例えば「ラ・カンパネラ」のような難曲を完璧に弾いてみたいという類いの妄想であった。もちろん私には、最初の1音さえあやしいのは言うまでもない。

しかし、30代になってやっと中学校の音楽教師として遅い出発をしたとき、それまでのぎらぎらした音楽観は脆くも崩れ去った。音楽室には、楽譜を読むことが苦手だったり、クラシック音楽には全く関心のない生徒たちが数多くいたのだ。駆け出しの音楽教師は厳しい現実を前にたちまち行き詰まってしまった。当然だが、教師としての力量が圧倒的に不足していたのだ。

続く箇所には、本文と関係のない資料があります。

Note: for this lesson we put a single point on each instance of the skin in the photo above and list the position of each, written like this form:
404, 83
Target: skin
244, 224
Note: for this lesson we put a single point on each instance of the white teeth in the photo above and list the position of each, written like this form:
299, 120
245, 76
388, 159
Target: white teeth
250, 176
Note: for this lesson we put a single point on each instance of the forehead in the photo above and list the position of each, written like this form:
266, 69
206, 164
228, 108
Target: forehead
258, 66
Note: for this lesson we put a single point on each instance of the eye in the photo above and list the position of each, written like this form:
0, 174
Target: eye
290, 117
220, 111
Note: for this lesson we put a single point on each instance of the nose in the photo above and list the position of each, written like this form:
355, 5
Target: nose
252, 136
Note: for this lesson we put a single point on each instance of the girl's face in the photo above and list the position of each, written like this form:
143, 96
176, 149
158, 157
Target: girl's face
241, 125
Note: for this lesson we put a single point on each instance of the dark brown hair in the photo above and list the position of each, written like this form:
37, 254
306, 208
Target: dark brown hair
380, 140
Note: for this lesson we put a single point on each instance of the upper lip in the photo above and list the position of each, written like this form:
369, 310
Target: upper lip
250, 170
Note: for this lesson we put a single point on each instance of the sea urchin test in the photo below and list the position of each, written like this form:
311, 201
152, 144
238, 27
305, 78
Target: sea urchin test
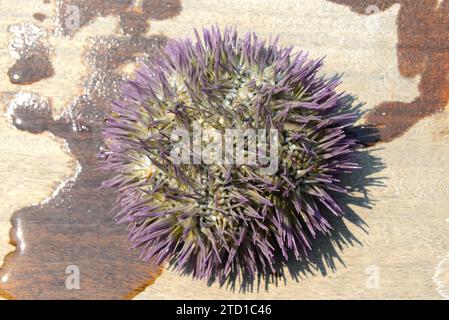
228, 153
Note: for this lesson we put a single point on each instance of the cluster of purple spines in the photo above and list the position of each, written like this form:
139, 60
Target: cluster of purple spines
217, 220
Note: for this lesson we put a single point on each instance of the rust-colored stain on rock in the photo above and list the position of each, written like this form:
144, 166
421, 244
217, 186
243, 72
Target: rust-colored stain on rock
423, 50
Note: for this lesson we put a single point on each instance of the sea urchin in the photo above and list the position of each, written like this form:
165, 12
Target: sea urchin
220, 218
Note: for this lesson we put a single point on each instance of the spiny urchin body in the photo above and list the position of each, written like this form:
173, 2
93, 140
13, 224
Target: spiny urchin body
217, 219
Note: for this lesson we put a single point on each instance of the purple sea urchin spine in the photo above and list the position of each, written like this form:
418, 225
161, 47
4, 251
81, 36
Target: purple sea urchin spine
217, 219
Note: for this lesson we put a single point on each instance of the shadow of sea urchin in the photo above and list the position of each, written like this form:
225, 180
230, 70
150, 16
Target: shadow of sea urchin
219, 219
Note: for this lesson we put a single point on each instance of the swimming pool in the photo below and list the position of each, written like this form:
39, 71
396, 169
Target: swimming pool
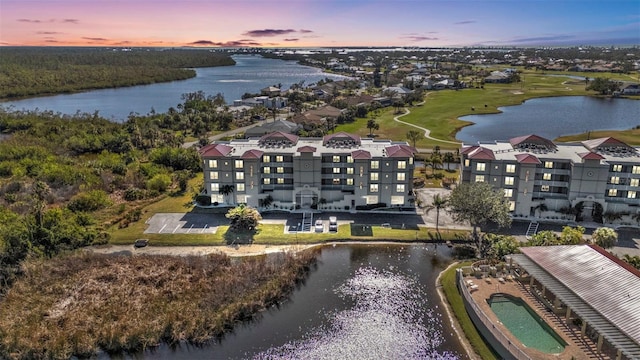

先の見えぬ中、偶然かすかな希望を見つける日が私に訪れた。勤務地からおよそ100キロ近くも離れたふるさと郡山市で、ジュニアフィルハーモニーオーケストラの指揮をする機会に恵まれた。そこには、ただ純粋に音楽が大好きな子どもたちがいた。それぞれの学校の吹奏楽部・オーケストラ、なかには運動部に所属する傍ら、毎週日曜日の午後、小さな体にチェロやトロンボーンなどの楽器を背負い、昼食もそこそこに午後の練習に駆けつけていた。小学生から高校生の幅広い年齢の仲間たちには、技術の差など全く関係なかった。夢中で名曲に浸る姿は、それまでの私の迷いを吹き飛ばしてくれた。少しずつ私の音楽の授業も変化していった。まず、好きになってもらうのだ。生徒たちと音楽の喜びと感動を共有しよう!
年月が過ぎ、ジュニアフィルを巣立っていったメンバーの中からすばらしい音楽家が次々と生まれていった。昨年と今年、そんな彼らと第九の演奏を共にすることができた。まさに至福の時であった。音楽はやはりすばらしい!